When is a pork chop not a pork chop?
What’s a beef shoulder top blade steak? How about a bone-in pork loin chop? And what’s the difference between that and a pork loin top loin chop?
The meat industry’s about to roll out a new labeling system to make sure we know about each cut of meat. The labels are aimed at using more common terms, like porterhouse, T-bone, or Boston roast.
“It’s a very interesting concept.

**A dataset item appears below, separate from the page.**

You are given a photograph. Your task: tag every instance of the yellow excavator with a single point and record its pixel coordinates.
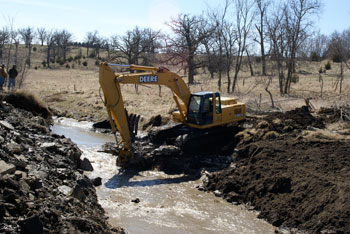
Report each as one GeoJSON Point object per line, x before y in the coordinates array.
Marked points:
{"type": "Point", "coordinates": [201, 110]}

I know there’s some confusion among consumers about the different categories and the different names of meats but to me I think doing this is possibly going to cause even more confusion,” said David Lobel, a New York-based butcher. “For example, people have been calling certain cuts of meat by one name their entire lives and to be told that now that’s no longer acceptable that’s not fair to them.”
The labels are part of a broader marketing effort by the industry to boost sagging sales.
“I don’t think labels is a solution. The person that walks in and has been referring to something a certain way their entire life and they’re walking through the supermarket and they don’t see that name anymore, what do they do now?” Lobel added.
“You want to buy a New York strip steak, that’s also called a shell steak, that’s also called a sirloin steak, it’s also called a Kansas City steak. If someone walks in and they’ve called it a shell steak their entire life and then someone says they don’t have that, what is it, a strip steak?”